I’m looking forward to spending 5 days or so at the start of July in Gastrotourism super-hub, San Sebastian. Obviously I’ve got a massively hyped cash splurge of a fancy restaurant booked up, and that is undoubtedly a major factor in my excitement. However I think I am most excited about exploring the many tapas and pintxos bars that the town has to offer. Sure, two and three Michelin Star restaurants are as common in San Sebastian as Jamie’s Italians are in London, but for all the thrills, I’d wager there’ll be disappointments and starchy formality too … and I can’t afford more than one swanky meal anyway.
In the meantime, the continued growth of tapas and pintxos bars in London has been simultaneously satisfying urges and building up anticipation for Spain.
I think that other than Barrafina and Morito, some of the best tapas in central London is to be found in the sherry bars featured in this post here. But new Marylebone restaurant Donastia is apparently a decent bet; Brindisa continues to expand (as will Barrafina); the Salt Yard restaurants do the job well; and the ‘Pix’ bars in Soho and Covent Garden are also an option (though I didn’t think much after an hour or so of grazing in the Covent Garden one).
In addition to all of those is Copita in Soho, which is arguably the most interesting of the lot.
Interesting because the food goes far beyond standard tapas fare. There are almonds, olives, anchovies, jamon and cheese, obviously. But there’s more adventure than we are used to too: croquettes are green taste bombs of sweet peas and truffle oil with a soft goat’s cheese centre, rather than bland, unimpressive deep fried cheesy mash or béchamel (I’m so bored of ‘plain vanilla’ yet pricey croquets/croquettas/croquettes).
Better still, the ‘bigger’ dishes on the lower part of the menu change regularly and seek to impress with modern techniques (like sous vide egg yolks), interesting ingredients (kid in harissa was on when I was there), and intense flavour combinations (such as Galician beef rump and long-cooked pequillo peppers).
In many respects it did impress. That beef rump and pepper dish was awesome. Beautiful, sweet peppers and tender, meaty, flavoursome beef. The egg yolk, whilst less novel now than in 2010 and more gelatinous than I like (drop the bath by a degree please chaps), went well with subtly smoked haddock and sweet broad beans in a dish that was both luxurious and light. I remember the dressing of some grilled gem lettuce was seriously tasty as well, though it was a while ago and I don’t recall any more detail than that.
But the food was also lacking something. Something much easier to identify and recall than the finer details of that lettuce dressing. That thing being mass.
I’m not a big person, but I know now how Lemuel Gulliver felt when he was fed loaves of bread the size of bullets. The food was tasty, but boy were the portions small. In fact, they’ve clearly decided plates are not necessary – most food was served in saucers.
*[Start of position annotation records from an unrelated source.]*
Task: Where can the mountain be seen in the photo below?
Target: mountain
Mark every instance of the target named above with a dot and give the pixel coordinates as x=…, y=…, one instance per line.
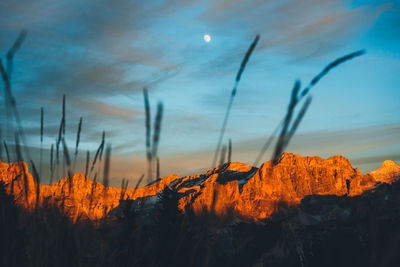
x=388, y=172
x=250, y=193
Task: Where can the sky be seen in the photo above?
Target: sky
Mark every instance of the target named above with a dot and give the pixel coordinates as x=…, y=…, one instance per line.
x=101, y=55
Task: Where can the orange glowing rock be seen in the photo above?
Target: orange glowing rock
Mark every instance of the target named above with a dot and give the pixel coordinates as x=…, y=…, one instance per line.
x=252, y=193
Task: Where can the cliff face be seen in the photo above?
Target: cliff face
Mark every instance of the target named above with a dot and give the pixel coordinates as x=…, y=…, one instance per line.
x=253, y=193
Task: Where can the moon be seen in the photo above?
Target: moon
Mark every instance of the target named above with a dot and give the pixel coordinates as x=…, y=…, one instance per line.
x=207, y=38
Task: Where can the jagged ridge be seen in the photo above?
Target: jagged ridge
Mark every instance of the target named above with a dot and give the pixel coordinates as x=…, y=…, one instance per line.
x=252, y=193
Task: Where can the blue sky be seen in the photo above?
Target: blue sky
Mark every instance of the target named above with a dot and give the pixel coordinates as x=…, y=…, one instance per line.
x=101, y=54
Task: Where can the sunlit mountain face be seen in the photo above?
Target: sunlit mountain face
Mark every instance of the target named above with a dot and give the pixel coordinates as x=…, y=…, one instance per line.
x=199, y=133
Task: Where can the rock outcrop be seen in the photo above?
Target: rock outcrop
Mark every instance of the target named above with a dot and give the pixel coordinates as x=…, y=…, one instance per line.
x=249, y=192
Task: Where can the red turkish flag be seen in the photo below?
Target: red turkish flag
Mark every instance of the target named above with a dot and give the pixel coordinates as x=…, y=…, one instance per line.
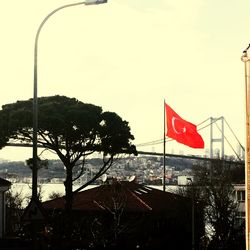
x=181, y=130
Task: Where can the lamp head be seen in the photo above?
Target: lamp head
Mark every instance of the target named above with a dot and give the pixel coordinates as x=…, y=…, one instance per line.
x=93, y=2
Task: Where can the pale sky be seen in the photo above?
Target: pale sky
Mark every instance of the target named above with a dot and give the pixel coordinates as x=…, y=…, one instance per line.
x=127, y=56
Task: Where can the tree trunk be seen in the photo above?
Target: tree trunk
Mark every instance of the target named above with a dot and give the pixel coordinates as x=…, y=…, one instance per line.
x=68, y=208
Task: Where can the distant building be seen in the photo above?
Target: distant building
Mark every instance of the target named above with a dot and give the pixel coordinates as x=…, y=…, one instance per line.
x=239, y=198
x=184, y=180
x=132, y=216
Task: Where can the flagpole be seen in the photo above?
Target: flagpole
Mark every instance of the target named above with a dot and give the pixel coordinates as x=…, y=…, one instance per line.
x=164, y=148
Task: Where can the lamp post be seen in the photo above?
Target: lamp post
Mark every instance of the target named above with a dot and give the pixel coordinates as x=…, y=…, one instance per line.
x=35, y=101
x=193, y=239
x=246, y=61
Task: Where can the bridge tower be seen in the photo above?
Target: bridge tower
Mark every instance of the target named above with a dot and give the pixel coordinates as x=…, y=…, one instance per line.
x=219, y=137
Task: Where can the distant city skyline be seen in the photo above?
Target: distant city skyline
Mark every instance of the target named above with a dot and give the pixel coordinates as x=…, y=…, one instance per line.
x=128, y=56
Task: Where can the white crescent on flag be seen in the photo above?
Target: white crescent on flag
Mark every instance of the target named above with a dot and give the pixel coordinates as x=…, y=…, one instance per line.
x=182, y=131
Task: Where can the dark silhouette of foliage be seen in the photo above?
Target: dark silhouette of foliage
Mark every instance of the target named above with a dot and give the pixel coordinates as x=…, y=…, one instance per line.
x=214, y=185
x=71, y=129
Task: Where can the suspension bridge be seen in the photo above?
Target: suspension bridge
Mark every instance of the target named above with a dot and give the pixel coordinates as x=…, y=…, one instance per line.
x=210, y=123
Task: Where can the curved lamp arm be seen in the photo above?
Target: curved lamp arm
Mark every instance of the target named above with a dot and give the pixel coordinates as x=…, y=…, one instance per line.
x=35, y=106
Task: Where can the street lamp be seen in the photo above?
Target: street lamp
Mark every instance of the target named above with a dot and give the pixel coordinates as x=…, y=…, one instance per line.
x=245, y=58
x=35, y=102
x=193, y=239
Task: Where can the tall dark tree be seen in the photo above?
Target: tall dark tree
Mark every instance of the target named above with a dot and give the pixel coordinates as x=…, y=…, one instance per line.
x=214, y=186
x=71, y=129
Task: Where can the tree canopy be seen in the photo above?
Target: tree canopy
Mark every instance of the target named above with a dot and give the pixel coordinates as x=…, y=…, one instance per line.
x=71, y=129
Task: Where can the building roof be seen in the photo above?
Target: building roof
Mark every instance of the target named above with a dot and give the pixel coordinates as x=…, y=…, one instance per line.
x=131, y=196
x=4, y=183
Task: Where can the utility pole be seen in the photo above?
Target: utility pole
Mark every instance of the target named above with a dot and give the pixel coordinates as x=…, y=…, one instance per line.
x=246, y=61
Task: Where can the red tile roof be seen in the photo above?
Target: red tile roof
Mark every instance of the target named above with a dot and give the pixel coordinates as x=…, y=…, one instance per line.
x=132, y=196
x=4, y=183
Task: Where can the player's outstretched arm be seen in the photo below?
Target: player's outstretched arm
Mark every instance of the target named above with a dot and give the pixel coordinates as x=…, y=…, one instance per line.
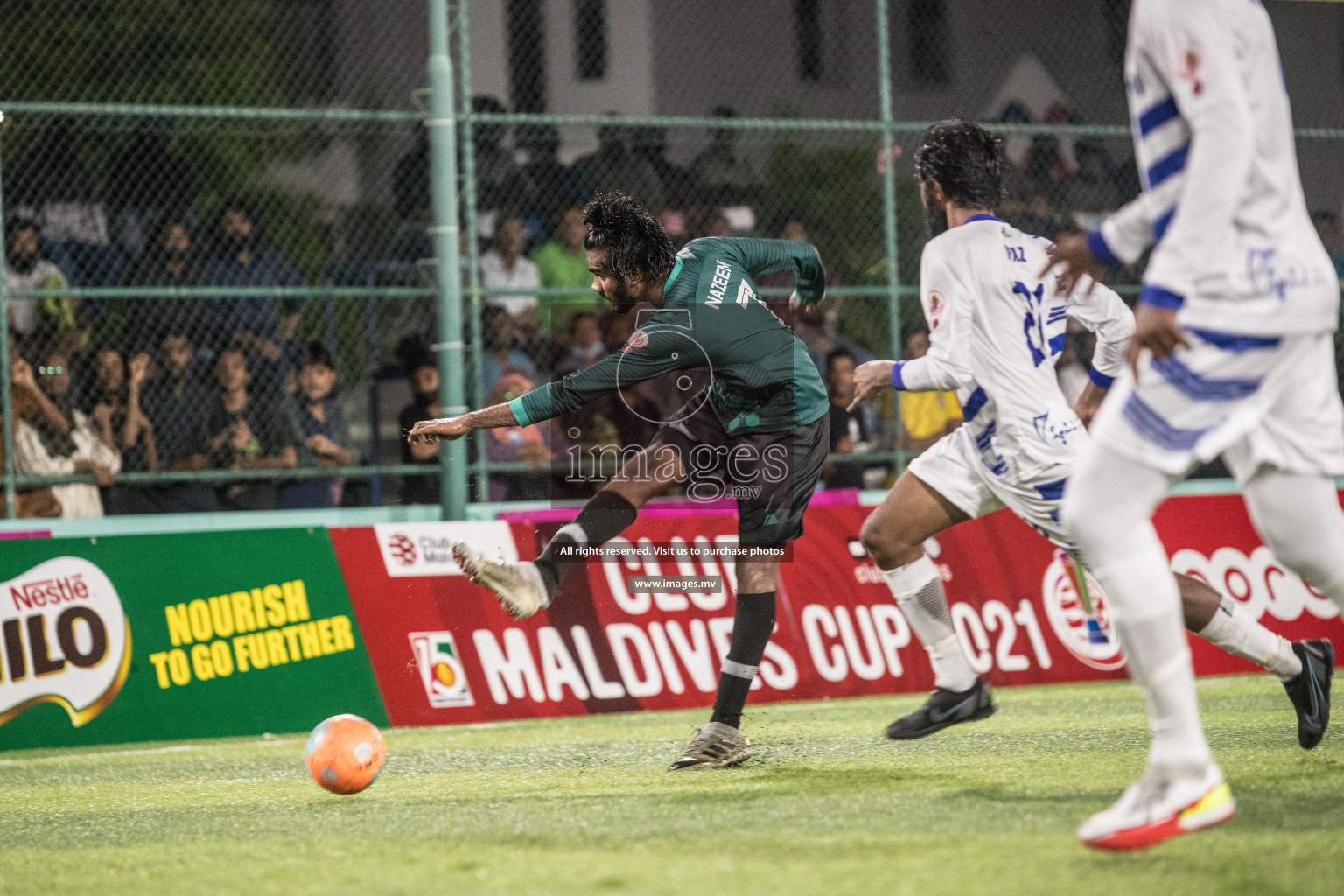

I know what you’re thinking. It’s tapas. It’s finger food. If you go and eat in poncy trendy Soho restaurant come bars, what do you expect?
Well I’d expect more than a spoonful of flaked haddock and 7 broad beans with my egg yolk for £6.50, more than 30g of beef with my spoon of sweated peppers for the same price, and, above all, I would rather not want to get a kebab immediately after finishing a meal. It would be wrong to say the portion sizes left a sour taste. But they did leave a rather large hole. £1-£1.50 off the large dishes, 50p off the smaller ones, and we would each have selected an extra dish and walked away sated and happier.
Back to the positives, the staff are friendly and competent and the drink list is wide ranging, with some good stuff at each price point. I’m told that gin and tonics are on the Brobdingnagian scale. I also liked the room. It’s a ‘bar’ with high stools and bar tops to eat off. The obligatory Soho lighting is in place, obviously, and it’s small enough to generate an atmosphere whilst being large enough so as not to feel oppressively crowded.
So I kind of liked Copita, but also left a bit frustrated. That said, when I was there, the room was mostly full of small groups of women in their mid twenties to forties, enjoying a drink and occasionally picking at those saucers, and couples on dates. I suspect both types of customers thought it was more than fit for purpose.
I think Copita is worth a look-in, though as far as London goes, Morito trumps it for lively, non-standard tapas. Bring on San Sebastian.
Copita in 3 words
Lilliputian date place.
If you’re eating, £30 pp without booze. If you’re drinking and nibbling, expect to pay around £3-£7 per item.